An empty bed was a symbol to me that my life was about to change forever. The empty crib waiting to be filled in the rooms that I so painstakingly decorated. The baby warming bed in the hospital room when I arrived for my three inductions. The empty crib placed next to our hotel room in China. All signs that someone was going to fill that spot that was going to also fill a hole in our lives that we didn’t even know was there. I can remember looking at each of these beds with excitement and longing for the little person that would soon fill that space.
Now there is another empty bed, but this time I do know the hole that that empty bed represents. This time I again know that our life is going to change forever, but I’m not so excited about it.
This time, there is a new bed in a place far away from my house where there is another new beginning. There is new bed filled with brand new XL bedding and foam mattress toppers and fluffy new pillows and an incredible view of New York City. But, there is also an older, well- loved bed that sits empty.
It’s weird.
It’s sad.
I get it that lots of parents don’t feel that way. Maybe MOST parents don’t feel that way. But we do. The adjustment in our home, the empty space in our house, the unoccupied bed is physically painful. Our lives have again changed, and a paradigm shift has occurred, and this time I was not eagerly anticipating it.
There is a hole here. A huge, gaping hole. Every hour of every day I physically feel his absence. This grown kid that is still MY kid. The kid that I have loved an adored every day of his life.
I just want to go ahead and say a few things. Of COURSE I am over the top excited for Zac. He is living his dream, and he is happy and excited, and that is WONDERFUL. And of COURSE I am proud of him. He worked so incredibly hard to be where he is today. All of these things are true. It is wonderful and exciting and amazing.
BUT, it is also sad.
I’ve been told it gets better. I hope so. But at the same time, I don’t want to look forward to a future time when his absence feels normal. I want to see his sneakers on the hallway floor. I want to restock his favorite protein shakes in the fridge. I want to remind him to take out the recycling on Thursday.
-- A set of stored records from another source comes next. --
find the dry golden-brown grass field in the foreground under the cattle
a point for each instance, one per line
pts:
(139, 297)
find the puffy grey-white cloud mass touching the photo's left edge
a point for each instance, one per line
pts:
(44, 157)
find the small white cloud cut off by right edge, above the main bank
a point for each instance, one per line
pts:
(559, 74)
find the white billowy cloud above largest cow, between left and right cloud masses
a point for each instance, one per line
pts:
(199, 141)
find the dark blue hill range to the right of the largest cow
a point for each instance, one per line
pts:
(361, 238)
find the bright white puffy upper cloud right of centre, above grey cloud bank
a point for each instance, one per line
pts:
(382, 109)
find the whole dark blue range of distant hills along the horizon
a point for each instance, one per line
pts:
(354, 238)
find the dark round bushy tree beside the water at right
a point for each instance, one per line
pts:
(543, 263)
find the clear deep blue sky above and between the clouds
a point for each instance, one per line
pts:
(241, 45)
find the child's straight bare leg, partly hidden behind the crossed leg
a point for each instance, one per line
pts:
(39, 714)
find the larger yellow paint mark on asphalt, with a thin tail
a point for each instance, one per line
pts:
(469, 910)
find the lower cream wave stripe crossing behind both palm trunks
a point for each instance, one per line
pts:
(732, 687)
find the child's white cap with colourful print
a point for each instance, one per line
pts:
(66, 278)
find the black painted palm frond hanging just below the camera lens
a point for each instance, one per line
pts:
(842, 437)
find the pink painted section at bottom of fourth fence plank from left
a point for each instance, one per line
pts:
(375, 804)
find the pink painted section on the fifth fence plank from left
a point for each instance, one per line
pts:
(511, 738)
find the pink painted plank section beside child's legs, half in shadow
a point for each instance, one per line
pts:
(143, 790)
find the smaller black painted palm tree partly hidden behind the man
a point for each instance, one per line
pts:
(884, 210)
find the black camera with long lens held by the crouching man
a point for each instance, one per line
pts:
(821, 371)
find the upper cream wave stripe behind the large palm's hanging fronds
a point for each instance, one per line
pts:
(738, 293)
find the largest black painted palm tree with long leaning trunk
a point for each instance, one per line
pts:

I want to hug him as he walks out the door.
I miss him.
Now we are in a new chapter. A new chapter in which Zac’s home is still here, but it is also there. This is going to take some getting used to.

I can understand all your conflicting feelings and some that you didn’t even write about. Hope that writing about them helps. Living with the sad and excited, anxiety and pride and all the other good and not so good feelings is hard and normal in these transitions.
Four more to go🥴🤪. You are going to get lots of practice😉
Life will be different and maybe better in some little ways with more time with the four still sleeping in their beds. Zac will give you a whole new perspective with his experiences in NY and there will be family trips to see him displaying his newly developed skills. 🤗
Oh, I love the quote at the end! As I was reading, I kept thinking how much I appreciated your ability to hold space for ALL of the emotions. This is something that is so very hard for our society to give people space to do. You write so beautifully and this really tore at my heartstrings. Love you, friend.